Well, we can make it
10-pixels-by-ten-pixels and using an external hard drive could put up to what .
. . twenty terabytes . . . fifty terabytes in the single folder? I've got about
45-50 gigabytes at the moment, but a lot of that is 9 years-worth of blog
images!
We can of course reduce the title
considerably, and throw the folder into space to make it look even smaller! But
the Icon is now 18x18 pixels . . . it's grown - Doh!
Ooh, what's this tool here? . . . OK,
9 pixels by 9 pixels; that's better!
Let's reduce the folder title to the
minimum and camouflage it!
In fact, why bother with a title? Let's
just point at it; now it's hard to see! That's about as small as I could make the
Smallscaleworld without Microsoft coming up with new icons!
Or . . .
. . . we can go the Fontanini route and decide the Smallscaleword's over 800mm! Yes, that's
nearly a meter!
Of which - two inches
are the base-lump of Italian Carrara marble which caused the behemoth of a
figure to come into being. I shot these at the PW show a couple of years
ago, it's some show wot 'appens sometimes, don't know when the next one is -
probably missed it!
Sold as mantle-pairs, there were 8 sculpts
(and a pair of mounted figures with lovely relaxed horses) in the smaller sizes
(Fontanini produced these in many sizes
from 60mm upwards and many finishes), but I don't know if more than one pair were pantographed-up
to this size. You can see some of the 8-inch figures bottom left in the shot.

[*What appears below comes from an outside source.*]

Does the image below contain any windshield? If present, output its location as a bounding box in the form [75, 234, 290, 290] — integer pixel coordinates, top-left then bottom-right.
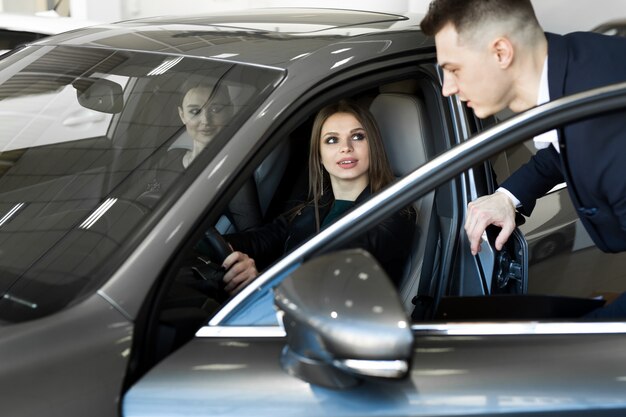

The Carrara marble gift shops had/have tons
of this stuff, and the bases utilised the 'flawed' marble off-cuts, the prime
building-material and/or sculpting marble being prized for its pale grey hews;
polishing to a lightly striated white, not the dark grey with white
bacon-streaks (marbeling!) of most of the bases you find on the Fontanini-supplied figurines.
There is a single figure of the right-hand
pose on Etsy at the moment for 103-quid (an odd number, but presumably dollars-into-pounds?
I didn't study it too closely!) which is as much as you'd want to pay for a Capodimonte porcelain one, but to be honest, if you keep an eye on
charity shops or local auction houses, you can pick these up for £15/20, or
only a few quid for the smaller ones; I recently picked-up a couple of the Rococo
'gentry' for 6-quid the pair, and saw a set of six of the chinoisery figures
for a pony*!
* That's £25 for the overseas readers . . . £20 is a score, a
monkey is £500 and a donkey is a dog is a lemon is a shed is an old car!